Event date:
Jan 15 2021 11:30 am

Single-Point Sensing for Monitoring Performance of Old Buildings

Supervisor
Dr. Muhammad Hamad Alizai
Dr. Tariq M. Jadoon
Student
Ali Yousaf
Venue
Zoom Meetings (Online)
Event
MS Synopsis defense
Abstract
IoT based cyber-physical approach to monitoring the performance of buildings requires instrumenting physical processes with computers and networks for intelligent monitoring and control. Major silicon vendors and enterprises have been pursuing an intrusive cyber-physical strategy that assumes consumers will want to place computing devices everywhere for monitoring. While this strategy has some merit, as the cost of sensing devices decreases, it still comes with associated installation, maintenance, security, and privacy overhead, which is prohibitive in the context of developing countries both culturally and economically. Thus, we need to instigate alternative deployment strategies for our cyber-physical infrastructure that can mitigate the social and economic barriers of developing countries like Pakistan. We ask and investigate "How can we unobtrusively monitor the performance of old buildings?".

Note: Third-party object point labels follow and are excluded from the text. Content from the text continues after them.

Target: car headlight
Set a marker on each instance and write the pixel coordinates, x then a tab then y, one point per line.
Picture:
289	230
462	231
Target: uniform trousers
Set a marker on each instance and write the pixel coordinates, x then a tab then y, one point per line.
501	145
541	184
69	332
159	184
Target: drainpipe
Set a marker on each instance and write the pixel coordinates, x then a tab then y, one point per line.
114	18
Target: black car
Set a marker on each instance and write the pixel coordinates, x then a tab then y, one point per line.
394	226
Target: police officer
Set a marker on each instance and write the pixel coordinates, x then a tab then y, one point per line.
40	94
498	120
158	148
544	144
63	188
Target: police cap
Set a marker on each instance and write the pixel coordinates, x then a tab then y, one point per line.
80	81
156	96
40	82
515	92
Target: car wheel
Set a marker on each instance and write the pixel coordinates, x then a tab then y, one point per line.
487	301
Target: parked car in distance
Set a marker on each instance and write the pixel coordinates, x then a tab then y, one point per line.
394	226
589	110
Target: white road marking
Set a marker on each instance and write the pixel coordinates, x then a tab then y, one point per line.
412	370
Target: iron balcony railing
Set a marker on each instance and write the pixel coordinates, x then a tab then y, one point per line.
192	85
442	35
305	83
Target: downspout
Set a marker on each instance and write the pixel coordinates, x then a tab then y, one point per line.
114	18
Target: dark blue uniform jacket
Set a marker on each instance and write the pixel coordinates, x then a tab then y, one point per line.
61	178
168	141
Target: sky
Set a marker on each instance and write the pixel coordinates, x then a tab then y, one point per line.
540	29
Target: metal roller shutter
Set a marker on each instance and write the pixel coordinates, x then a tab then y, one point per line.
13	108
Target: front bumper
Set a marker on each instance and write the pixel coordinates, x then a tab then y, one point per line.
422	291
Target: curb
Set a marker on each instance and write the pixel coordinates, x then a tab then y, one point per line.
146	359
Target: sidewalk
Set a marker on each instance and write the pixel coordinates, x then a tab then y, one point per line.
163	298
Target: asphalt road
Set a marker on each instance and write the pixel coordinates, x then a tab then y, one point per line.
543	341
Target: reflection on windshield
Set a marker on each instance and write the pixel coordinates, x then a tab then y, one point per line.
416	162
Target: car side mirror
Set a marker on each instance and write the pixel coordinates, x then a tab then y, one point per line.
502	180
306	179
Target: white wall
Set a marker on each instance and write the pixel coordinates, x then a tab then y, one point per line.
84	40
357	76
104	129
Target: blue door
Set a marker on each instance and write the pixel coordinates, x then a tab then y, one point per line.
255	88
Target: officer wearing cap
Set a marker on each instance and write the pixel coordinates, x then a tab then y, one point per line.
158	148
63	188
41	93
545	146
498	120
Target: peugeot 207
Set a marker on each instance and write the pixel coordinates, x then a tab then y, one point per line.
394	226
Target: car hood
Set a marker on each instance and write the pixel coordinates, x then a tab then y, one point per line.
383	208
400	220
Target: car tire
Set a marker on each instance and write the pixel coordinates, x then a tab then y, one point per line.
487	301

We propose a single-point sensing technique around the concept of infrastructure mediated sensing. This technique employs only a single sensor at a strategic location to fingerprint consumption points through discernable signatures of signal variations generated in supply lines when consumption is triggered. Different appliances/fixtures induce different signal (electricity) or pressure (gas, water) variations in supply lines due to differences in their mechanical design and consumption, as much as the same types of appliances can be differentiated due to their relative location in the topology. We can use machine learning to label these patterns of variations with their corresponding consumption points and measure consumption. This sensing technique is particularly suited for developing countries as its primary goal is to reduce economic, privacy, installation, and maintenance barriers to adoption by reducing the cost and the complexity of deploying and maintaining a sensing infrastructure.